Binding this entire non-linear loop together is Intelligent commerce, powered by the systemic integration of Agentic Artificial Intelligence across the retail value chain. On the backend, predictive AI automation analyses real-time hyperlocal demand signals to ensure inventory is exactly where it needs to be, boosting overall retail profitability by 30% to 35%. On the frontend, Gen Z consumers would be rapidly embracing AI agents as proactive shopping companions. Rather than requiring a human user to manually navigate multiple application screens, compare prices, and fill out shipping forms, generative AI engines will collapse these multi-step search journeys into a singular, highly context-aware conversational interface. The AI agent acts as an autonomous advisor that instantly narrows choices, optimises carts and executes transactions.

The implications for modern brands

The implications of the Deloitte and Google report are clear for any business aiming to survive the decade. The traditional methods of slowly guiding a consumer down a structured marketing funnel are no longer viable in a world dictated by Gen Z buying power. Because this digital-first generation demands that entertainment, trust, evaluation, and delivery occur simultaneously, brands can no longer treat marketing, supply chain, and retail storefronts as separate corporate silos.

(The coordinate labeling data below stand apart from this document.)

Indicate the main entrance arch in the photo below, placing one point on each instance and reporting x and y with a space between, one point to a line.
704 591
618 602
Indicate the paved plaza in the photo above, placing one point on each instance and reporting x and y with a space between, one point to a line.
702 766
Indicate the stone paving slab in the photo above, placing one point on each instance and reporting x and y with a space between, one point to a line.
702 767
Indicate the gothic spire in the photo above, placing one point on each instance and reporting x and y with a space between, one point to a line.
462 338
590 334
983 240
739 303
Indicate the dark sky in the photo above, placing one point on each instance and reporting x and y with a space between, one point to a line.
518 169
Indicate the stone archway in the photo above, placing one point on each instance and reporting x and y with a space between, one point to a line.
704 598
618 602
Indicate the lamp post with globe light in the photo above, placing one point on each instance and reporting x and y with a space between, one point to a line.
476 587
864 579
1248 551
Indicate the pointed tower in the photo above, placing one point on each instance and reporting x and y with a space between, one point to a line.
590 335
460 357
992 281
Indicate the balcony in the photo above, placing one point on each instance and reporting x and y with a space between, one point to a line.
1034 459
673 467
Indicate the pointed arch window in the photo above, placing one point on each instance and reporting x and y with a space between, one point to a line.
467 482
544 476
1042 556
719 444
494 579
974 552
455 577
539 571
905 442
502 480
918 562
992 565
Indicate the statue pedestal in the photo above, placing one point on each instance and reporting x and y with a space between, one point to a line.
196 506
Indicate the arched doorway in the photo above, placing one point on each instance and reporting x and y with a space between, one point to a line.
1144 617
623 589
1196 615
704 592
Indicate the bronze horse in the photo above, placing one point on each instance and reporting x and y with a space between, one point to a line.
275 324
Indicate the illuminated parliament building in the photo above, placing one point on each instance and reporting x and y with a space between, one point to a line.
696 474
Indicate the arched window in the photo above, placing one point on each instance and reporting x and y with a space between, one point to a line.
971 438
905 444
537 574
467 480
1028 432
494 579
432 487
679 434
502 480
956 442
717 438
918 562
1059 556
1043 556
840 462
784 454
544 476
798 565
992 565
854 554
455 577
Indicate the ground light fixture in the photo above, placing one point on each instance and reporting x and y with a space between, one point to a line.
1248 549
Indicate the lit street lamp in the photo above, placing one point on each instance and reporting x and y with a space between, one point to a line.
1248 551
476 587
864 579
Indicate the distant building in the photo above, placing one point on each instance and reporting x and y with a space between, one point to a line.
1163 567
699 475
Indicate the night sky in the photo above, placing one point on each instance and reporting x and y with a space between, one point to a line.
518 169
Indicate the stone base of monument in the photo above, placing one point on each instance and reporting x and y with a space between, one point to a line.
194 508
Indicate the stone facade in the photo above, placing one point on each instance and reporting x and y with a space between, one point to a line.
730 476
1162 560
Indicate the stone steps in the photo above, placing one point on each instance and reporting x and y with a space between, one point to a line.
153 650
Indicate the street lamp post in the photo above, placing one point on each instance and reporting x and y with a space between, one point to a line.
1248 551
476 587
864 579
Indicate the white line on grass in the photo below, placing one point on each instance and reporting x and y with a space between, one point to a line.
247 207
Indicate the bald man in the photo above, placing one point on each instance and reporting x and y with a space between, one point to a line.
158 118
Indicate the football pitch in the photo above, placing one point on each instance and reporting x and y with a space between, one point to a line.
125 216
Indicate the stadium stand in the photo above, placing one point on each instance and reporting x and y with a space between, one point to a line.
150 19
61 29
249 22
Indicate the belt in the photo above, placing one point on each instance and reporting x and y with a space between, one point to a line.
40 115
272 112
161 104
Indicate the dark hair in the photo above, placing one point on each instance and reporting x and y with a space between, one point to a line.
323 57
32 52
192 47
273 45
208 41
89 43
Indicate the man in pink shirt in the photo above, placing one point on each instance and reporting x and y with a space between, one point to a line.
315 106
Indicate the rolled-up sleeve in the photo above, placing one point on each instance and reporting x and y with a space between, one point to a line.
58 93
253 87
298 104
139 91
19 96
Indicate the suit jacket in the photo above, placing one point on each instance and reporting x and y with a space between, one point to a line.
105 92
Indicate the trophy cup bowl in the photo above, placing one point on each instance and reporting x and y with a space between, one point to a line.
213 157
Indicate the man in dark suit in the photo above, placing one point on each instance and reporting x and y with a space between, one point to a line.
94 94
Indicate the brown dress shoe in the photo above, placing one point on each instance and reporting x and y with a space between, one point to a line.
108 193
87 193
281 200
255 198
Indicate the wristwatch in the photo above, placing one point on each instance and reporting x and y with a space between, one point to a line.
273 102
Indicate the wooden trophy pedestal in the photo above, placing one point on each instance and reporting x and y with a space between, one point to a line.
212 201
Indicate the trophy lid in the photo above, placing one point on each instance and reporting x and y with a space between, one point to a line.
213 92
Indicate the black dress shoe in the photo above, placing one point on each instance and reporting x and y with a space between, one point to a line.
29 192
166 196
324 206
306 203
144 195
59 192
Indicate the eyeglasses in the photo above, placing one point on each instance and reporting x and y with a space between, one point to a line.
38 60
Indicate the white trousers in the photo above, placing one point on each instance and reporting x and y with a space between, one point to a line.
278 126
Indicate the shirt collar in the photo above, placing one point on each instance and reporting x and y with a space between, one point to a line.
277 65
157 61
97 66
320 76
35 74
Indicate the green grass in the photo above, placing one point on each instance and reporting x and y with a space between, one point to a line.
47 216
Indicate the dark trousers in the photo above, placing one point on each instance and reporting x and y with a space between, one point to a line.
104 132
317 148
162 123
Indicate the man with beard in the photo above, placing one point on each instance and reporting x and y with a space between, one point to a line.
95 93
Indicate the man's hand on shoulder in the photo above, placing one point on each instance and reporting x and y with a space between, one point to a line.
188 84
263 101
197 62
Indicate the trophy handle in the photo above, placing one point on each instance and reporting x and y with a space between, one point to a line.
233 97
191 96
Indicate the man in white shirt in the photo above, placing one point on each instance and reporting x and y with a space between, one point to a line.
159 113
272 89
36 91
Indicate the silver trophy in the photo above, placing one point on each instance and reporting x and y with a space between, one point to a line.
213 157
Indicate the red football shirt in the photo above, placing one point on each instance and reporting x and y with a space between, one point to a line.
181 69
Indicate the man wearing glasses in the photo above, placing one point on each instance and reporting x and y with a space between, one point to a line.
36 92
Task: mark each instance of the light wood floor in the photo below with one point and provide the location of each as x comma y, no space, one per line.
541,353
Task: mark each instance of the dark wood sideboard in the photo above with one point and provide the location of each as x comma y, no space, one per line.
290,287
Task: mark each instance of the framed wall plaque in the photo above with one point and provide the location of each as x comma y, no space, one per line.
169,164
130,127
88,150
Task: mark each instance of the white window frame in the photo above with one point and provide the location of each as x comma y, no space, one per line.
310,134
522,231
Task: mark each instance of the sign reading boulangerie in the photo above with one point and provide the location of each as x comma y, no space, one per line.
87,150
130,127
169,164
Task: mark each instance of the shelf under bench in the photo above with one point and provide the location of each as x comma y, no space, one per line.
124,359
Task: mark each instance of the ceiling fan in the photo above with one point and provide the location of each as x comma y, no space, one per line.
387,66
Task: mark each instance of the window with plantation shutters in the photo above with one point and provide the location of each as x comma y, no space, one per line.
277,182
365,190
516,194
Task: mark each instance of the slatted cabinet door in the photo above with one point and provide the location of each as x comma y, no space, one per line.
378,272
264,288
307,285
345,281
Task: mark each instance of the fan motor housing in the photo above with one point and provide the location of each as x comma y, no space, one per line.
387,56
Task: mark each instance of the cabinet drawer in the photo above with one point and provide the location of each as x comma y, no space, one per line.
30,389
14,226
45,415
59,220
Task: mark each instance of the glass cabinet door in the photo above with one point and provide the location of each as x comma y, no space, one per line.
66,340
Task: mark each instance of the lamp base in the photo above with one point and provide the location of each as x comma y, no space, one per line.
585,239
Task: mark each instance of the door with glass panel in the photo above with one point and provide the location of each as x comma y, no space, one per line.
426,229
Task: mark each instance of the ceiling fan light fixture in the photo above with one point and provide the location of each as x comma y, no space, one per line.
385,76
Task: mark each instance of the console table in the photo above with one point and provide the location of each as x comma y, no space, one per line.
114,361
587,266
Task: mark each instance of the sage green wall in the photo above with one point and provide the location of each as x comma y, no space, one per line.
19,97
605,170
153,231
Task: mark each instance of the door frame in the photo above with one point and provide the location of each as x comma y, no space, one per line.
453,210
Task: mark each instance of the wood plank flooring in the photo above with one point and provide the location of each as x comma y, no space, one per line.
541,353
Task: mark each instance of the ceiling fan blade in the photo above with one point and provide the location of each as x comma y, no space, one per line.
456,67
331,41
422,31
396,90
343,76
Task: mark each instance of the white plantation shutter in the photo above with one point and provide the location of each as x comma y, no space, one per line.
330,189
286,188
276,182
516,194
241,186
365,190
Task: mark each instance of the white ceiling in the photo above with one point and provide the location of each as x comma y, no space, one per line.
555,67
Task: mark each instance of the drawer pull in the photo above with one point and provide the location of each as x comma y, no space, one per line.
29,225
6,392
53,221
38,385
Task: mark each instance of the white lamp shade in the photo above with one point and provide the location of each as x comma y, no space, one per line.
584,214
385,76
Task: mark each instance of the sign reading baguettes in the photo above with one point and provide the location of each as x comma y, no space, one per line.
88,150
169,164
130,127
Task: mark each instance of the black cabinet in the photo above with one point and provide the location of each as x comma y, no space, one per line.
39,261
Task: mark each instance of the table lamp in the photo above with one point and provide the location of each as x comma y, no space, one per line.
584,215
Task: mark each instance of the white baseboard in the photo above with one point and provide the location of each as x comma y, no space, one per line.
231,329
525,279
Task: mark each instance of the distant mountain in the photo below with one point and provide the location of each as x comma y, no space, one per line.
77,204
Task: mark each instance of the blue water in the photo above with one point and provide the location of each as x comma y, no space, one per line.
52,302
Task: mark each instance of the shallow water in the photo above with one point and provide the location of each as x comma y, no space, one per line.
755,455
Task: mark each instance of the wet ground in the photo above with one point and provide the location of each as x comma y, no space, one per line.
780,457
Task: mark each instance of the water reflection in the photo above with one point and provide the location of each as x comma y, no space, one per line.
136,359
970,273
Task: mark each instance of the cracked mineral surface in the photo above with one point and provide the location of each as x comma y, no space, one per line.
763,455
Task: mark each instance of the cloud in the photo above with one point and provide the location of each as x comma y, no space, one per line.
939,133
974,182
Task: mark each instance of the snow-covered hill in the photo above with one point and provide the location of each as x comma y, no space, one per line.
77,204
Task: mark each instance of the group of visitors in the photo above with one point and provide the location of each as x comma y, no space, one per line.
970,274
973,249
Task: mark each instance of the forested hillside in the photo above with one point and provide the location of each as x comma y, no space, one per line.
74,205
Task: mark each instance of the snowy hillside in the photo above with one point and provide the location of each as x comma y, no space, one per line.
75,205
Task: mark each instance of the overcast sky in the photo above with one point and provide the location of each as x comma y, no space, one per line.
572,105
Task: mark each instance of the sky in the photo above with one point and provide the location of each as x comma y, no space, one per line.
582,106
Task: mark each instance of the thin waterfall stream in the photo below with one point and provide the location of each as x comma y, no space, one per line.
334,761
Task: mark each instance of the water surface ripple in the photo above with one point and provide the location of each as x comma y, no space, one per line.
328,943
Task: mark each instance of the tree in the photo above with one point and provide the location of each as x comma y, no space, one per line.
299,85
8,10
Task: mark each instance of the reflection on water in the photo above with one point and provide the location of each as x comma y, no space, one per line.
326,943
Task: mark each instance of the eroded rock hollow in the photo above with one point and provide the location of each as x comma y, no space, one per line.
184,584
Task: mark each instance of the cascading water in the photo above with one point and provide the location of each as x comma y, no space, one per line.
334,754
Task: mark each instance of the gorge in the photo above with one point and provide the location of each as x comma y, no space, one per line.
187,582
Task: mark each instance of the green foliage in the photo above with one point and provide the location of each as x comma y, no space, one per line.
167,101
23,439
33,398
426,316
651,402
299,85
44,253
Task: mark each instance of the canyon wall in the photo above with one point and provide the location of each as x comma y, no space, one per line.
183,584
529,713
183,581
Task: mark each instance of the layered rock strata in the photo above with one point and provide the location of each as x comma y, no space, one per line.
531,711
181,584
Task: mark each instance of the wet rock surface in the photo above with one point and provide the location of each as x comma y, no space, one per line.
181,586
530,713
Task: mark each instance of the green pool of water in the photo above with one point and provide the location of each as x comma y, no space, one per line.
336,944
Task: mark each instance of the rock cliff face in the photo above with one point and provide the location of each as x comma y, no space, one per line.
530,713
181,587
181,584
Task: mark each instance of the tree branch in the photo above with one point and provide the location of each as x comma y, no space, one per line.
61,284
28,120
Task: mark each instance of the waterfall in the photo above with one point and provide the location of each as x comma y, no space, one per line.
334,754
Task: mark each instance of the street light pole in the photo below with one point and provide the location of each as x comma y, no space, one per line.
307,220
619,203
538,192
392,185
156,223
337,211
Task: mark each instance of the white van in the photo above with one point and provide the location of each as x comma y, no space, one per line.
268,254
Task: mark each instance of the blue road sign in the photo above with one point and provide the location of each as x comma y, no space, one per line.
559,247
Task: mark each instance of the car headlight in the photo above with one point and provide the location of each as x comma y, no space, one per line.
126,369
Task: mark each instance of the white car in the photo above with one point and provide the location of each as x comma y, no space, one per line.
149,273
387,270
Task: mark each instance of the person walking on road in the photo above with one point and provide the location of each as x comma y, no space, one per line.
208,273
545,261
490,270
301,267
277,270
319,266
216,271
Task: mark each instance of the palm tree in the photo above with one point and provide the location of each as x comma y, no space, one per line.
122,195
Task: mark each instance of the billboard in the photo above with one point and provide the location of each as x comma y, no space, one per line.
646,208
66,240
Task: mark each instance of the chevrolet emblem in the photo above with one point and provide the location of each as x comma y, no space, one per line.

To win in this $250 billion market, enterprises must construct integrated, always-on commerce engines. They must move away from ad-hoc influencer sponsorships and instead build native, shoppable media ecosystems. They must transition their logistics to support hyper-local micro-markets that can satisfy the impulse loops of quick commerce. Ultimately, the brands that thrive by 2030 will be those that accept the complete destruction of the linear funnel, restructuring their entire operational models to catch the Gen Z buyer.